Mobile AI app building meets App Store reality

Lovable has launched mobile apps for iOS and Android that let users create websites and web apps through voice or text prompts, extending the fast-growing “vibe coding” trend onto phones. On the surface, that is a straightforward product expansion. In context, it is also a test of how AI coding tools adapt when Apple draws harder boundaries around what is allowed inside App Store apps.

The timing is significant because Apple recently blocked updates to several vibe-coding tools, including Replit and Vibecode, for violating developer guidelines related to downloading code or changing functionality after review. Apple’s position, as described in the supplied source text, is not a blanket ban on AI-assisted coding apps. The company’s concern is with apps that effectively become containers for unreviewed executable experiences.

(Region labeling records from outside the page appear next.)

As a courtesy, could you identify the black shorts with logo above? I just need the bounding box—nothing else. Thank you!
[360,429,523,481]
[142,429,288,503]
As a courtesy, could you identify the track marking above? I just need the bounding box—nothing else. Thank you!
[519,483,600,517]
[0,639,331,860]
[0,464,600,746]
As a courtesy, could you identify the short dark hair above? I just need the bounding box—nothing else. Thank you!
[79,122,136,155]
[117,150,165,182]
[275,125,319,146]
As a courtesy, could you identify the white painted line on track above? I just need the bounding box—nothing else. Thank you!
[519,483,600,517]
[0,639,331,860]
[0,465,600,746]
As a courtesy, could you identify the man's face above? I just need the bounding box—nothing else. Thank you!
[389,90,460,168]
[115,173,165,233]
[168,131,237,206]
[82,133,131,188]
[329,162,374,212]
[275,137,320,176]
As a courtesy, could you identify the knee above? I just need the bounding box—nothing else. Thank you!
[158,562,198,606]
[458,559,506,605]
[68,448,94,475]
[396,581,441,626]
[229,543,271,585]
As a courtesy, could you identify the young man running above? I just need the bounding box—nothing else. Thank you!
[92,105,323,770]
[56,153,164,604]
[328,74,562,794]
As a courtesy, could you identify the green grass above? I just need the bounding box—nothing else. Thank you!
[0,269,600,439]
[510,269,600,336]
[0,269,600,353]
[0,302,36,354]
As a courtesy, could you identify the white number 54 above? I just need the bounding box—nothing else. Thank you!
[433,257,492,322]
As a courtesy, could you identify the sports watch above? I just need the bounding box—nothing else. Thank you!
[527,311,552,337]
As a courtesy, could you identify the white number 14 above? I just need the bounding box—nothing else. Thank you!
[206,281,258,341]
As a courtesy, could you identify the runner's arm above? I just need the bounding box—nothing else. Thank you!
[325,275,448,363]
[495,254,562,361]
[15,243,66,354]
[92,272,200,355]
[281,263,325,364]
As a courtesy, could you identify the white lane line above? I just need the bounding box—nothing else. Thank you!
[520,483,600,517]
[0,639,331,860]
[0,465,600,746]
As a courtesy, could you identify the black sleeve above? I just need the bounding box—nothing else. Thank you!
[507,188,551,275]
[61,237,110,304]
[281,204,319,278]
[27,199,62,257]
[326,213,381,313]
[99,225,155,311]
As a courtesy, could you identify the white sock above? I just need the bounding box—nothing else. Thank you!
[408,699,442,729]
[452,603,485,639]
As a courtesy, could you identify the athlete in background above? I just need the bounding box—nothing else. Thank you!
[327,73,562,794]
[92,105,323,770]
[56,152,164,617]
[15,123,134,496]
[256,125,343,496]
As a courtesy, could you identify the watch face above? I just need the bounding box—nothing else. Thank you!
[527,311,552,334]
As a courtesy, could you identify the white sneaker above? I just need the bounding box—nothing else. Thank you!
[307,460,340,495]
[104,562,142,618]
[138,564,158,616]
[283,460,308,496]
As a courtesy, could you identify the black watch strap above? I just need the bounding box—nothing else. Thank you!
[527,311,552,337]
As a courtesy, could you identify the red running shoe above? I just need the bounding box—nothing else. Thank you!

How Lovable is threading the needle

Lovable’s mobile product appears designed around that constraint. Rather than promising that generated apps will run natively inside the host app, the offering is framed around creating “working websites or web apps.” The source text also notes that, to comply with Apple’s rules, vibe-coding apps have moved generated app previews into web browsers instead of running them directly in the app shell.

That workaround may sound narrow, but it is strategically important. It preserves the core experience users want, namely the ability to describe an idea, hand it to an AI agent, and iterate on the result from anywhere. At the same time, it avoids the specific App Store conflict created when an approved app effectively downloads or morphs into new unreviewed software on the device.

Lovable is also pitching continuity as a feature. Users can begin a project on a phone, switch to a computer, and return later, while the app notifies them when a build is ready for review. That makes the mobile app less about full production development on a small screen and more about capture, orchestration, and lightweight iteration.